In her book, ''Ticked Off,'' Decesare believes she encountered the tick that infected her with Lyme while gardening in her bare feet.
Shortly after, Decesare describes the round, scaly spot on her right foot.
Her doctor diagnosed it as ringworm, but his treatments didn't work. After years of symptoms that included fatigue, weight gain and joint pain, she finally was diagnosed with the disease, but her doctors admitted they didn't know how to treat her. Decesare eventually had to travel outside of Ohio for treatment. Decesare's experience was in the late 1990s and although the tick and the disease is beginning to get more attention, some would say it's still not enough.
According to the Ohio Department of Health, in 2010, 47 deer ticks were positively identified in Ohio and 43 cases of Lyme disease were reported. Since 1990, 1,035 cases of Lyme disease were reported in 83 of Ohio's 88 counties, the ODH report states. Half of the people who developed the disease said they did not travel outside of the state.
Although the first symptom of the disease is the "bulls-eye" rash, only 60 to 80 percent of those affected get that particular symptom. Other symptoms, according to the ODH, are muscle aches, general tiredness, fever, swollen glands, headache and joint pain.
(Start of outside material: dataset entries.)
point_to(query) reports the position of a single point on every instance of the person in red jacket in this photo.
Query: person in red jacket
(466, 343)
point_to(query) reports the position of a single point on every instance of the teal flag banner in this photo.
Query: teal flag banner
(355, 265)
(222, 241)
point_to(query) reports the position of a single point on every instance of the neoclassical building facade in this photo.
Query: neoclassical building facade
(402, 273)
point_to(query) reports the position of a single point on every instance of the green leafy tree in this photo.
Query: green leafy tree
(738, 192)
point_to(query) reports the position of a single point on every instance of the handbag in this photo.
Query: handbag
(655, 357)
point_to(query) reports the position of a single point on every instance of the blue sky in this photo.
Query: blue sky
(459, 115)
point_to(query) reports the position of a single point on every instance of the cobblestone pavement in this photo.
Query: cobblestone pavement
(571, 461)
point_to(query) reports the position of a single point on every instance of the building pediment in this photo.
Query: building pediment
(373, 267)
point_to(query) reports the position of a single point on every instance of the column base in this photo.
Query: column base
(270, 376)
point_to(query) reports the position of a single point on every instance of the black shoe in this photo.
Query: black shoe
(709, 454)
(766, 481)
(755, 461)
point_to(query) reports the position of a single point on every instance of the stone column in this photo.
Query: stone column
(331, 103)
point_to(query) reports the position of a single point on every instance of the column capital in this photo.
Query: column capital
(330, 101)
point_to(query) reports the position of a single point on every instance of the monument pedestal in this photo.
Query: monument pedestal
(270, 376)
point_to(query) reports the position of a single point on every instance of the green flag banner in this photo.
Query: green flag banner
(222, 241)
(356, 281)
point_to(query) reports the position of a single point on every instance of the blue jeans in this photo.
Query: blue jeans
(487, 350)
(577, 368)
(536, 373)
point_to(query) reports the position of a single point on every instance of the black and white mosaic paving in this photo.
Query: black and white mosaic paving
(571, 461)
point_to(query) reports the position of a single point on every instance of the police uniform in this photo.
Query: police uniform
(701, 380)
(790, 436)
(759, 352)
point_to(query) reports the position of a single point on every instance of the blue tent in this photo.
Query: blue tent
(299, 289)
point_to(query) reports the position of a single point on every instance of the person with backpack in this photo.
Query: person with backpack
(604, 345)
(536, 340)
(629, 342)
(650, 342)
There are other, more severe symptoms, as well, and symptoms can differ from person to person.
Don't let the fear of Lyme disease keep you out of the garden, but it is best to be aware of potential dangers. Wear long pants and shoes with socks while gardening. Keep leaf litter picked up around trees and wooded areas that you frequent, and be sure to check yourself and your pets regularly.
If you want to hear more about Decesare and her experience with Lyme disease, she will be speaking and signing her book from noon to 5 p.m. Aug. 27 at Living Naturally Health Food store in Boardman.